Breaking ground early last month just north of the National Olympic Stadium, the $50 million building comprises a series of eight- and 10-storey segments – with three basement floors for car parking – that house shops, hospitals and restaurants, and 27 flats measuring 24m by 8.2m each.
Construction is planned to be completed in 36-42 months, or by February-August 2024, according to developer Overseas Cambodian Investment Corp Ltd (OCIC).
Olympia City project manager Meng Chamroeun told The Post on July 21 that work on the three-storey car park will be completed by year’s end.
However, the pace of construction activity has slowed down as OCIC downsizes its labour force as part of tightened restrictions on unvaccinated workers to prevent the spread of the novel coronavirus, he said.
“Our construction is now a bit slow because the company is tightening and monitoring the vaccinations and the health of workers on a regular basis. However, we expect that the pace of construction will resume once the Covid-19 situation is under control,” he said.

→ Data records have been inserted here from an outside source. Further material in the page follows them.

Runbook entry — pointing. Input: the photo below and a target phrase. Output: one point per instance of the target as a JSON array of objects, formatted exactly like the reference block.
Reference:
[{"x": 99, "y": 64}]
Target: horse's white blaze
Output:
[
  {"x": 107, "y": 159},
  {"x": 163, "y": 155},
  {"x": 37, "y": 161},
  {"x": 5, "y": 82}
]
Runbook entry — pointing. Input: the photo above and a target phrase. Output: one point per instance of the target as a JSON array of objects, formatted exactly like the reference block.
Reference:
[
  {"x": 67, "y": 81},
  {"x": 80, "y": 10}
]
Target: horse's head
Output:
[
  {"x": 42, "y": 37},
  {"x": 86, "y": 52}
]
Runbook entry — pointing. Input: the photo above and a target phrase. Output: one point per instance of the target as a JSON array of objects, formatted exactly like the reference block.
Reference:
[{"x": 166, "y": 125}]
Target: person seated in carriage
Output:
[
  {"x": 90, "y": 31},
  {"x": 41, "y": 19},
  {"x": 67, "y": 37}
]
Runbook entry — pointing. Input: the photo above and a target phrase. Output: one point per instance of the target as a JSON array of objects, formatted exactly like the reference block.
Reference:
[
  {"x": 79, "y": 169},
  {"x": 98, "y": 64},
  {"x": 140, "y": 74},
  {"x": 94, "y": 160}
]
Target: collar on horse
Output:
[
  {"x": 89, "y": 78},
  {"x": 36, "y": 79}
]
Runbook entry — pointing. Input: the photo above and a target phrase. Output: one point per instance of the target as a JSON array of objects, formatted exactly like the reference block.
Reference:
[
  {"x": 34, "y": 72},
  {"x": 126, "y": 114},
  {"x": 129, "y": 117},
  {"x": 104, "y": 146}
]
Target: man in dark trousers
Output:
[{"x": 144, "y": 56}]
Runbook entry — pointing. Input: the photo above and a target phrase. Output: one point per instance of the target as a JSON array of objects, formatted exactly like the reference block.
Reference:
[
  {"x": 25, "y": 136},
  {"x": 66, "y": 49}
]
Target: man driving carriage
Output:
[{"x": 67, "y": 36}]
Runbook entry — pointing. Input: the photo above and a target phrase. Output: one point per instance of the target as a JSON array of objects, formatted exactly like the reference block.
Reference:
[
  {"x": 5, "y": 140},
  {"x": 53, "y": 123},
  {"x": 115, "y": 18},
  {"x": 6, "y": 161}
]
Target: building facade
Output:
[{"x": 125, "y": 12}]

Construction of the ground floor may start at the end of this year or early in 2022, he said, adding that the building will be equipped with lifts, fire protection equipment and other security systems.
Breaking ground in 2012, Olympia City sits on more than 7ha in Prampi Makara district’s Veal Vong commune and consists of 12 buildings comprising condominiums, commercial and office space, shopping malls and hotels.
Four condominiums, two office buildings, a hotel, an international school and a shopping mall have been opened.
Cambodian Valuers and Estate Agents Association president Chrek Soknim said the sheer scale and strategic location of the project in the heart of the capital makes it a “very attractive” option to live, work, or do business in, as more buildings are completed and readied for occupancy.
“However, the success of a project depends not only on completion, but also on the rate of use and occupancy,” he said.
According to OCIC deputy director-general Touch Samnang, the developer has budgeted about $500 million for the entire Olympia City project.